The Schur's polynomial forms the basis of the symmetric algebra so does the power symmetric function. nth power symmetric function are the function of the form $\sum_i x_i^n$. Let $\lambda \vdash n$ be an partition of $n$. Then we have the famous Frobenius relationship $$ s_{\lambda}=\frac{1}{n!}\sum_{\pi\in \mathbb{S_n}}\chi^{\lambda}(\pi)p_{\pi}. $$ So to get the $p_{\lambda}$ in terms of $s_{\lambda}$ we can just inverse the matrix obtained by the above equation by varying $\lambda$ over all the partition of $n$.
My question is that there is a nice expression for it and any combinatorial explanation ?

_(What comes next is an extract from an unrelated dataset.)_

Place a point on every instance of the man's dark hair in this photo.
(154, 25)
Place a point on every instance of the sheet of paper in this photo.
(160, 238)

Yes there is an easy formula. With respect to the usual inner product on what you call the symmetric algebra (really the algebra of symmetric functions), for which the Schur functions form an orthonormal basis, the monomials $p_\mu$ in the power sums form an orthogonal (but not orthonormal) basis. This means that the coefficient of $p_\mu$ when expressing some element $a$ of the algebra in this basis is given by $\frac{\langle a,p_\mu\rangle}{\langle p_\mu,p_\mu\rangle}$. For the case $a=s_\lambda$, the inner product $\langle s_\lambda,p_\mu\rangle$ equals the character value $\chi^\lambda(C_\mu)$ of the irreducible character $\chi^\lambda$ at any permutation of cycle type $\mu$. Also the inner product $\langle p_\mu,p_\mu\rangle$ can be interpreted as the order of the centraliser in$~S_n$ of such a permutation, so that $\frac1{\langle p_\mu,p_\mu\rangle}$ is equal to the fraction $\frac{\#C_\mu}{n!}$ of the elements of $~S_n$ that have cycle type$~\mu$; the Frobenius formula follows.
Now since by definition the Schur functions $s_\lambda$ form an orthonormal basis, the coefficient of $s_\lambda$ when expressing some element $a$ of the algebra in this basis is simply $\langle a,s_\lambda\rangle$. For $a=p_\mu$ we have seen that this is equal to the character value $\chi^\lambda(C_\mu)$, so one gets the simple formula $$ p_\mu=\sum_{\lambda\vdash n}\chi^\lambda(C_\mu)s_\lambda. $$ The character values can be concretely computed using the Murnaghan-Nakayama rule.